问题
In C:
My string length function is returning a size_t
value?
Why is it not returning a integer which is conventional? And one more thing I noticed was that when I was trying concatenate this string with another string I received a bus error when I ran the program.
Context: I was kind of playing with gmp library and converting big numbers to strings and I end up with the above situation.
What kind of a string is that? Is my operating system playing a role in this issue? I use a MAC, 64-bit OS.
Edited: The error message I received was:
: warning: format ‘%d’ expects type ‘int’, but argument 3 has type ‘size_t’
Thanks!
@all: Thanks for the answers but I thought I will put the bus error as another question because it seems to be a different issue.
回答1:
The problem is int
might be not wide enough to store the whole range of possible length values. For example on 64-bit you can have a string longer than 4 gigabytes and if int
is 32 bit you can't possibly return length of such a long string via an int
variable.
回答2:
strlen()
always returned size_t
... and the POSIX standard also says that.
I guess the reason is that int
has sign and the capacity of even an unsigned int
might not be enough for holding size of an element (say if you have a 32bit int on x86-64 with 16GB RAM) ... the example is extreme, but possible.
回答3:
POSIX strlen()
does return size_t.
As to what's caused the bus error, it's impossible to say without seeing the code and knowing more details about the exact nature of your changes. One possibility is that you've caused a buffer overrun or did something with a NULL
pointer you shouldn't have done.
回答4:
To address your warning (which is actually an error - you've invoked undefined behavior by passing the wrong type to printf
) you should use %zu
rather than %d
for printing size_t
values.
回答5:
strlen()
returns a size_t
since at least ISO C90 -- I just checked in my copy. And this standard should have no technical difference with ANSI C89.

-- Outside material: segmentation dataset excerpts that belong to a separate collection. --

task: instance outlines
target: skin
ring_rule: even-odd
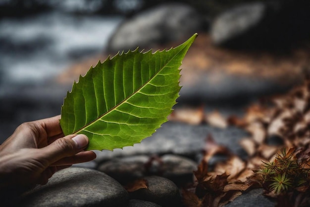
[[[22,124],[0,145],[0,192],[44,185],[57,171],[96,158],[84,135],[64,137],[60,116]]]

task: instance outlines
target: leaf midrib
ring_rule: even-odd
[[[181,46],[181,45],[180,46]],[[177,49],[177,48],[174,48],[174,49]],[[105,116],[106,116],[106,115],[109,114],[110,113],[112,112],[112,111],[113,111],[116,108],[118,108],[118,107],[119,107],[120,105],[122,105],[123,104],[125,103],[127,103],[127,101],[130,98],[131,98],[133,96],[134,96],[134,95],[136,94],[137,93],[139,92],[139,91],[141,90],[142,89],[142,88],[143,88],[143,87],[144,86],[145,86],[147,84],[148,84],[150,82],[151,82],[160,71],[162,71],[162,70],[169,64],[171,62],[171,61],[173,60],[173,59],[177,56],[177,55],[178,55],[179,53],[180,53],[181,52],[181,51],[182,51],[182,50],[184,48],[181,49],[181,50],[180,50],[180,51],[179,52],[178,52],[177,53],[176,53],[172,57],[171,57],[171,58],[170,59],[170,60],[169,60],[169,61],[168,61],[164,66],[162,66],[162,67],[158,70],[158,71],[157,72],[156,72],[156,73],[155,73],[155,74],[154,74],[154,75],[151,78],[150,78],[150,79],[149,80],[148,80],[147,81],[146,81],[145,83],[144,83],[143,84],[142,84],[142,85],[141,85],[139,88],[138,88],[138,89],[137,89],[135,91],[134,91],[133,93],[132,93],[130,95],[128,96],[127,98],[126,98],[125,99],[124,99],[123,101],[121,101],[120,102],[119,102],[118,104],[117,104],[117,105],[116,105],[115,106],[114,106],[113,107],[111,108],[111,109],[110,109],[109,110],[107,111],[106,112],[103,113],[102,115],[98,117],[97,119],[95,119],[94,121],[90,122],[89,123],[87,124],[87,125],[85,125],[83,127],[82,127],[82,128],[80,129],[79,130],[77,130],[76,131],[74,132],[73,133],[72,133],[73,134],[77,134],[78,133],[79,133],[80,132],[83,131],[84,129],[87,129],[88,127],[92,126],[93,124],[94,124],[95,123],[97,123],[97,121],[98,121],[99,120],[100,120],[100,119],[101,119],[101,118],[102,118],[103,117],[104,117]],[[162,51],[163,52],[163,51]],[[167,51],[165,51],[164,52],[167,52]],[[150,52],[151,52],[151,51]]]

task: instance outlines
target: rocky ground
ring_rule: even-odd
[[[259,6],[254,6],[251,9],[258,8],[258,12],[261,9]],[[188,12],[185,13],[191,13],[191,9],[184,9]],[[259,19],[260,16],[258,15],[255,18]],[[136,18],[138,19],[139,16]],[[129,21],[128,24],[134,23],[133,19]],[[126,26],[126,22],[122,25],[116,32],[120,37],[121,27]],[[201,28],[201,25],[191,26]],[[192,30],[196,29],[189,27],[187,34],[193,33]],[[153,48],[170,48],[182,41],[181,38],[176,42],[164,41],[158,45],[157,41],[162,40],[163,35],[166,39],[177,39],[167,34],[170,32],[154,37]],[[212,39],[214,37],[209,34],[206,31],[199,33],[183,61],[180,80],[183,87],[176,108],[203,107],[206,113],[216,110],[224,117],[234,114],[240,116],[250,103],[285,92],[301,82],[303,71],[309,65],[307,47],[294,48],[288,54],[232,50],[216,46]],[[111,42],[117,42],[117,37],[115,36]],[[126,45],[124,49],[135,47],[134,40],[132,45]],[[117,46],[113,48],[110,45],[109,48],[116,48]],[[115,50],[118,49],[120,48]],[[114,50],[111,49],[111,53]],[[79,74],[85,74],[99,59],[106,58],[108,53],[107,51],[72,66],[50,82],[39,86],[30,84],[17,87],[13,93],[1,97],[1,141],[19,123],[59,114],[63,97],[71,83]],[[235,127],[222,127],[207,122],[190,124],[177,119],[171,121],[141,143],[122,150],[96,151],[98,157],[95,160],[57,172],[47,185],[27,192],[20,201],[8,203],[14,206],[16,202],[22,207],[182,206],[180,192],[193,182],[193,171],[197,169],[202,158],[209,135],[216,143],[246,158],[247,154],[239,141],[248,135]],[[220,156],[215,156],[209,164],[212,166],[222,159]],[[133,187],[128,185],[135,180]],[[274,206],[274,202],[261,193],[259,189],[245,192],[227,206]]]

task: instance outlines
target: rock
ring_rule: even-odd
[[[196,170],[197,164],[192,160],[180,156],[167,154],[161,157],[162,177],[178,185],[193,181],[193,171]]]
[[[202,18],[189,6],[164,4],[138,14],[121,24],[108,41],[107,51],[117,52],[182,41],[201,30]]]
[[[72,165],[74,167],[84,167],[86,168],[96,169],[97,168],[97,163],[95,161],[83,162],[82,163],[74,164]]]
[[[179,207],[181,197],[179,189],[171,181],[158,176],[144,177],[149,184],[148,189],[141,189],[129,194],[132,199],[155,203],[162,207]]]
[[[197,166],[190,159],[172,154],[161,157],[134,155],[112,158],[100,164],[98,169],[123,185],[143,176],[157,175],[182,186],[193,181]]]
[[[69,168],[61,170],[49,183],[26,194],[19,207],[122,207],[128,195],[106,174],[94,170]]]
[[[127,207],[160,207],[160,206],[149,201],[132,199]]]
[[[145,164],[149,156],[137,155],[115,158],[100,164],[98,170],[123,184],[145,175]]]
[[[243,193],[225,207],[273,207],[274,205],[274,202],[262,195],[262,189],[259,188]]]
[[[117,156],[129,156],[137,154],[175,154],[194,157],[202,152],[205,144],[206,138],[212,135],[215,141],[228,147],[237,154],[243,150],[238,140],[247,136],[242,130],[229,127],[225,130],[216,129],[206,125],[192,126],[186,124],[168,122],[151,137],[143,139],[133,146],[114,149],[113,151],[96,151],[96,161]]]
[[[217,45],[225,44],[257,26],[264,18],[262,2],[234,7],[220,14],[212,24],[211,37]]]
[[[238,49],[296,48],[309,40],[310,3],[292,1],[256,2],[233,7],[211,23],[211,36],[217,45]]]

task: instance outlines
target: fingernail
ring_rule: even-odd
[[[78,149],[83,148],[88,144],[88,138],[84,135],[78,135],[72,138]]]

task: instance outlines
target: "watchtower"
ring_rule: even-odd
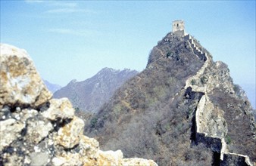
[[[185,35],[185,23],[183,20],[173,21],[173,32],[179,35]]]

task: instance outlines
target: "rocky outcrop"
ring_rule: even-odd
[[[0,109],[37,107],[52,97],[26,51],[1,45]]]
[[[67,99],[51,99],[27,52],[1,45],[0,165],[157,165],[101,151]]]
[[[211,61],[207,53],[196,46],[189,35],[185,36],[185,38],[189,41],[195,54],[198,57],[203,57],[205,60],[203,66],[196,75],[188,78],[185,86],[185,89],[191,88],[195,93],[203,94],[195,111],[195,141],[204,143],[213,152],[219,153],[220,165],[252,166],[248,155],[231,153],[228,151],[225,141],[228,129],[226,120],[223,118],[224,111],[214,106],[208,96],[208,94],[211,93],[214,88],[220,86],[223,88],[224,93],[235,93],[232,81],[226,79],[226,78],[229,78],[229,72],[220,69],[220,68],[225,69],[223,66],[224,64],[221,62],[217,62],[209,66]],[[206,69],[212,70],[209,72],[209,71],[206,71]],[[214,73],[217,71],[221,71],[221,72]]]

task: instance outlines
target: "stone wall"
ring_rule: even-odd
[[[52,99],[25,51],[2,44],[0,60],[0,165],[157,165],[100,150],[70,102]]]
[[[175,20],[173,21],[172,24],[173,32],[179,35],[185,35],[185,23],[183,20]]]
[[[207,83],[201,84],[199,82],[204,75],[205,69],[208,67],[210,63],[209,58],[207,53],[196,45],[189,34],[186,35],[184,38],[189,42],[194,53],[201,60],[205,60],[204,64],[196,75],[187,79],[184,88],[185,89],[192,88],[192,91],[204,94],[200,99],[195,110],[195,142],[202,143],[213,152],[219,153],[220,165],[252,166],[248,156],[229,153],[227,151],[224,139],[227,133],[227,127],[225,125],[225,119],[221,115],[223,112],[221,110],[218,110],[217,108],[214,108],[208,97],[208,93],[211,90],[211,88],[208,88],[209,87]],[[219,63],[217,63],[217,67],[218,66]],[[211,79],[210,81],[211,82]],[[232,89],[228,90],[229,92],[232,92]],[[213,114],[215,115],[215,117],[213,117]]]

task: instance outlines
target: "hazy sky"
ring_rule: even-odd
[[[142,71],[174,20],[235,83],[255,86],[255,1],[1,0],[1,42],[26,49],[42,78],[64,86],[104,67]]]

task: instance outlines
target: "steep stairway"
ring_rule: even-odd
[[[201,78],[204,76],[205,69],[208,67],[210,60],[206,52],[204,52],[200,49],[200,47],[197,46],[194,42],[193,38],[189,35],[184,36],[184,38],[189,41],[189,45],[193,52],[201,58],[204,60],[204,64],[197,72],[196,75],[189,78],[186,81],[184,87],[185,90],[189,88],[192,88],[193,92],[202,93],[203,96],[198,103],[197,109],[195,110],[195,131],[196,131],[196,142],[202,143],[210,148],[214,152],[220,154],[220,165],[229,165],[232,161],[236,161],[236,163],[233,161],[232,164],[252,166],[250,162],[249,157],[248,155],[243,155],[236,153],[229,153],[226,149],[226,143],[225,141],[225,136],[226,132],[222,133],[211,133],[207,125],[208,121],[211,119],[211,112],[214,110],[214,104],[211,102],[208,93],[207,93],[207,84],[196,84],[200,81]],[[222,120],[222,119],[221,119]],[[215,127],[220,127],[221,120],[216,121]],[[223,119],[225,121],[224,119]],[[225,127],[225,126],[224,126]]]

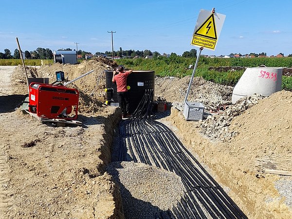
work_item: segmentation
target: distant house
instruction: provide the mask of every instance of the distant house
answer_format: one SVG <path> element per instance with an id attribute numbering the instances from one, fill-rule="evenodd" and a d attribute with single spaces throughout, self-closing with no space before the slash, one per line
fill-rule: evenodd
<path id="1" fill-rule="evenodd" d="M 276 57 L 277 58 L 283 58 L 284 57 L 284 55 L 283 55 L 282 54 L 278 54 Z"/>
<path id="2" fill-rule="evenodd" d="M 92 57 L 93 57 L 93 55 L 92 54 L 85 54 L 85 59 L 90 59 Z"/>

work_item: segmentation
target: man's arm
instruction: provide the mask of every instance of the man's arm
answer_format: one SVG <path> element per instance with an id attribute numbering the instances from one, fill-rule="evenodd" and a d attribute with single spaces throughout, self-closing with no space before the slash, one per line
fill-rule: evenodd
<path id="1" fill-rule="evenodd" d="M 111 79 L 111 81 L 113 83 L 114 83 L 114 82 L 115 82 L 115 80 L 114 80 L 114 78 L 113 78 L 114 77 L 114 76 L 116 75 L 116 73 L 117 72 L 116 71 L 113 71 L 113 72 L 112 73 L 112 79 Z"/>

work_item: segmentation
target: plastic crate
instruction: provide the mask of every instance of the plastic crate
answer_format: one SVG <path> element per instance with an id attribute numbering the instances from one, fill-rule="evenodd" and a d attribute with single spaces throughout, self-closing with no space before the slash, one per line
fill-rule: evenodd
<path id="1" fill-rule="evenodd" d="M 203 119 L 205 107 L 201 102 L 185 102 L 183 115 L 185 120 L 199 121 Z"/>

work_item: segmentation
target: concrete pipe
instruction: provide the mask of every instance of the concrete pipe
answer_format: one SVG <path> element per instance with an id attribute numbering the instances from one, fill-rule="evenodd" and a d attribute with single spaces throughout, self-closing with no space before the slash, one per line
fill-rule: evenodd
<path id="1" fill-rule="evenodd" d="M 268 97 L 282 89 L 281 67 L 248 67 L 232 93 L 232 103 L 254 94 Z"/>

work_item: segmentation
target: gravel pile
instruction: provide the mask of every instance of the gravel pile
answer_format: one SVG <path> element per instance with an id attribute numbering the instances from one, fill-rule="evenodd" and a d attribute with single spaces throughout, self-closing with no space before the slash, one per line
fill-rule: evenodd
<path id="1" fill-rule="evenodd" d="M 285 197 L 284 202 L 292 209 L 292 180 L 291 177 L 282 176 L 281 178 L 275 183 L 275 187 L 278 189 L 281 197 Z"/>
<path id="2" fill-rule="evenodd" d="M 184 194 L 181 178 L 155 167 L 134 162 L 112 162 L 107 171 L 120 185 L 127 219 L 153 219 L 176 205 Z"/>
<path id="3" fill-rule="evenodd" d="M 199 125 L 201 133 L 213 140 L 225 141 L 230 139 L 231 137 L 238 134 L 237 132 L 231 132 L 229 129 L 232 119 L 257 103 L 258 100 L 264 98 L 264 96 L 257 94 L 246 97 L 239 100 L 235 104 L 230 105 L 222 114 L 208 116 Z"/>

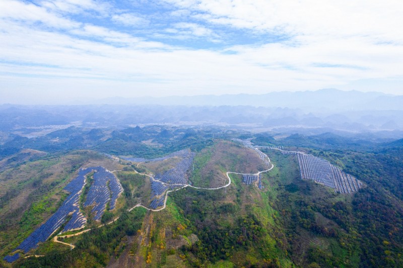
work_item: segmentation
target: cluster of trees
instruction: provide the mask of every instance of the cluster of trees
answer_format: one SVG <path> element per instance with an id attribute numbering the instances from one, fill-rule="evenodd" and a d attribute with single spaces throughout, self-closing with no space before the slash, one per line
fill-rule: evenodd
<path id="1" fill-rule="evenodd" d="M 134 235 L 141 228 L 146 213 L 141 208 L 123 212 L 114 223 L 81 235 L 72 250 L 55 250 L 44 257 L 22 258 L 14 265 L 26 267 L 106 266 L 115 249 L 121 251 L 119 244 L 122 239 L 126 235 Z"/>

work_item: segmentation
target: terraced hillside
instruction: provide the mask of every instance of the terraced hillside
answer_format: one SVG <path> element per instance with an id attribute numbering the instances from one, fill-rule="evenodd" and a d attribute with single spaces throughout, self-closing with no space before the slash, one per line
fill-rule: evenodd
<path id="1" fill-rule="evenodd" d="M 259 149 L 265 148 L 277 150 L 284 154 L 297 155 L 301 178 L 314 181 L 332 188 L 337 192 L 351 194 L 358 191 L 363 186 L 362 183 L 354 176 L 320 157 L 303 152 L 284 150 L 284 147 L 281 149 L 279 146 L 255 146 L 250 139 L 235 139 L 234 140 L 258 152 L 260 152 Z"/>
<path id="2" fill-rule="evenodd" d="M 94 182 L 90 188 L 84 206 L 94 205 L 91 211 L 95 214 L 94 218 L 96 220 L 100 219 L 107 204 L 109 204 L 109 209 L 114 208 L 116 199 L 123 191 L 116 177 L 102 166 L 81 169 L 78 175 L 64 187 L 64 190 L 71 194 L 60 207 L 45 223 L 30 234 L 14 251 L 19 249 L 26 253 L 37 247 L 38 243 L 45 241 L 58 230 L 61 229 L 61 233 L 84 227 L 87 219 L 80 211 L 79 199 L 86 183 L 86 175 L 92 172 L 95 172 Z M 66 223 L 68 219 L 69 220 Z M 13 256 L 16 255 L 13 254 Z M 10 255 L 4 258 L 5 260 L 9 262 L 14 261 L 15 259 L 15 257 L 12 257 Z"/>

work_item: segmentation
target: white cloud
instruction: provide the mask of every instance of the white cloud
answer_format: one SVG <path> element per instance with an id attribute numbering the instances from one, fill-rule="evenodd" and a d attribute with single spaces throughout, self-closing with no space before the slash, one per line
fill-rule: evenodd
<path id="1" fill-rule="evenodd" d="M 113 15 L 112 16 L 112 21 L 123 25 L 129 26 L 144 25 L 149 23 L 148 20 L 130 13 Z"/>
<path id="2" fill-rule="evenodd" d="M 41 22 L 47 27 L 63 29 L 76 27 L 80 25 L 80 23 L 56 16 L 32 4 L 13 0 L 0 1 L 0 18 L 28 24 Z M 4 26 L 7 24 L 7 23 L 5 22 Z"/>
<path id="3" fill-rule="evenodd" d="M 90 0 L 42 6 L 0 2 L 0 93 L 35 89 L 51 95 L 52 88 L 72 88 L 79 95 L 96 90 L 102 97 L 263 93 L 403 77 L 400 2 L 169 1 L 178 7 L 171 13 L 174 19 L 156 23 L 154 15 L 98 8 Z M 66 15 L 86 11 L 108 19 L 97 25 Z M 189 16 L 195 20 L 181 20 Z M 109 19 L 116 24 L 107 25 Z M 149 27 L 141 36 L 117 26 L 136 29 L 145 23 Z M 249 31 L 251 39 L 288 38 L 214 50 L 163 42 L 170 36 L 231 43 L 217 35 L 217 26 Z M 163 41 L 149 41 L 158 38 Z"/>

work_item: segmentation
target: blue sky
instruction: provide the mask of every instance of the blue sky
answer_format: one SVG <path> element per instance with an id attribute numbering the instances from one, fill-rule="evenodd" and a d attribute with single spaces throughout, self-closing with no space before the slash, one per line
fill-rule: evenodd
<path id="1" fill-rule="evenodd" d="M 0 103 L 403 94 L 403 2 L 0 1 Z"/>

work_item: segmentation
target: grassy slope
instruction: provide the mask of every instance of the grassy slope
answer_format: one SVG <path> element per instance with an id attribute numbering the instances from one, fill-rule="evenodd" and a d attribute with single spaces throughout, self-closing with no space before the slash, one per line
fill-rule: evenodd
<path id="1" fill-rule="evenodd" d="M 68 196 L 64 187 L 75 177 L 80 166 L 89 163 L 103 163 L 109 168 L 115 164 L 97 153 L 81 151 L 48 155 L 0 174 L 2 180 L 13 183 L 3 189 L 6 198 L 0 209 L 0 256 L 9 254 L 57 210 Z M 13 196 L 8 197 L 9 193 Z M 49 243 L 53 244 L 44 243 L 43 247 L 47 250 L 41 246 L 36 250 L 48 252 L 60 247 Z M 6 264 L 2 259 L 0 263 Z"/>

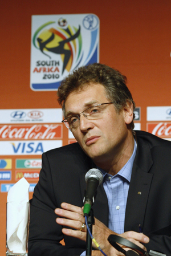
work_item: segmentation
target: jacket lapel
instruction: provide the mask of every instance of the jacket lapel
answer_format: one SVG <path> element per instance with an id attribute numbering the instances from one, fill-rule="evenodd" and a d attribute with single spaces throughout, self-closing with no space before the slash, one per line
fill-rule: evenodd
<path id="1" fill-rule="evenodd" d="M 143 222 L 153 174 L 148 172 L 153 165 L 149 145 L 138 138 L 136 157 L 132 168 L 125 218 L 125 231 L 139 231 Z"/>

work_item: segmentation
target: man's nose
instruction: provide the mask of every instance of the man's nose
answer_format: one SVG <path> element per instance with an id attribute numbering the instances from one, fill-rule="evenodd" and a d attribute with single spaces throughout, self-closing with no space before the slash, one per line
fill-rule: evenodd
<path id="1" fill-rule="evenodd" d="M 83 115 L 80 116 L 80 129 L 82 132 L 86 132 L 87 131 L 92 129 L 93 124 L 92 120 L 87 119 Z"/>

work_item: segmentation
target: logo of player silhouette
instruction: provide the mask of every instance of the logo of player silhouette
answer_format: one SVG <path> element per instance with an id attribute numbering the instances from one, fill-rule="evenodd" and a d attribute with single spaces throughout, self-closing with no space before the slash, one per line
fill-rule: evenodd
<path id="1" fill-rule="evenodd" d="M 79 29 L 73 35 L 70 36 L 68 38 L 67 38 L 64 40 L 59 41 L 58 42 L 58 46 L 56 46 L 55 47 L 47 47 L 47 44 L 52 42 L 54 38 L 55 38 L 55 34 L 54 33 L 52 33 L 52 35 L 50 36 L 49 38 L 48 38 L 47 40 L 43 42 L 43 40 L 42 39 L 40 38 L 37 38 L 38 42 L 39 45 L 39 48 L 41 51 L 41 52 L 44 54 L 46 56 L 48 56 L 50 59 L 51 57 L 46 54 L 45 52 L 44 52 L 43 50 L 46 49 L 46 50 L 54 52 L 56 54 L 64 54 L 64 60 L 63 60 L 63 69 L 62 69 L 62 74 L 64 72 L 64 71 L 68 63 L 68 61 L 70 60 L 70 58 L 71 56 L 71 53 L 70 50 L 67 50 L 64 48 L 64 44 L 67 43 L 68 43 L 70 41 L 72 41 L 72 40 L 75 39 L 76 38 L 78 38 L 80 34 L 80 26 L 79 26 Z"/>

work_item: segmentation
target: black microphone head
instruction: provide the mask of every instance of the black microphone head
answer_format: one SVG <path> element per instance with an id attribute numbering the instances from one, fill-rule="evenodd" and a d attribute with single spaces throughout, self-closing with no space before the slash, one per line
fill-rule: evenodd
<path id="1" fill-rule="evenodd" d="M 87 172 L 87 173 L 85 174 L 85 180 L 86 182 L 87 182 L 88 180 L 90 178 L 96 178 L 99 182 L 99 186 L 101 184 L 103 180 L 103 176 L 100 170 L 98 170 L 97 169 L 92 168 Z"/>

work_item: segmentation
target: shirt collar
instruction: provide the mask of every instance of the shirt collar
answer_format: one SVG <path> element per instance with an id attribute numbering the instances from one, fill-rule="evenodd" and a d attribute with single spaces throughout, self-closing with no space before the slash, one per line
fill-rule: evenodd
<path id="1" fill-rule="evenodd" d="M 134 140 L 134 141 L 135 141 L 134 149 L 131 157 L 130 157 L 128 162 L 125 164 L 125 165 L 121 168 L 121 170 L 120 170 L 120 171 L 116 174 L 112 176 L 112 175 L 109 174 L 103 169 L 97 166 L 97 169 L 98 169 L 101 172 L 103 175 L 103 178 L 104 178 L 105 176 L 106 177 L 111 176 L 112 178 L 113 178 L 117 176 L 121 176 L 125 179 L 126 179 L 129 182 L 130 182 L 133 164 L 137 151 L 137 144 L 135 140 Z"/>

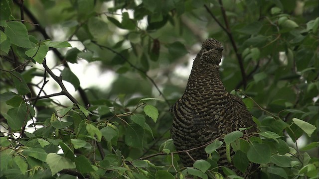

There was a change of convention (size_t
wasn't in K&R C), but it was a long time ago.
回答6:
There is a very simple and logical reason for all of the functions from the standard library to work with size_t
when it comes to lengths of memory blocks - the built-in sizeof
operator yields a size_t
result as well.
Moreover, size_t
is unsigned, of a particular size, tied to the architecture and is semantically different than just a generic int
which is meant for storing any number from the count of trees around your office to your SO reputation.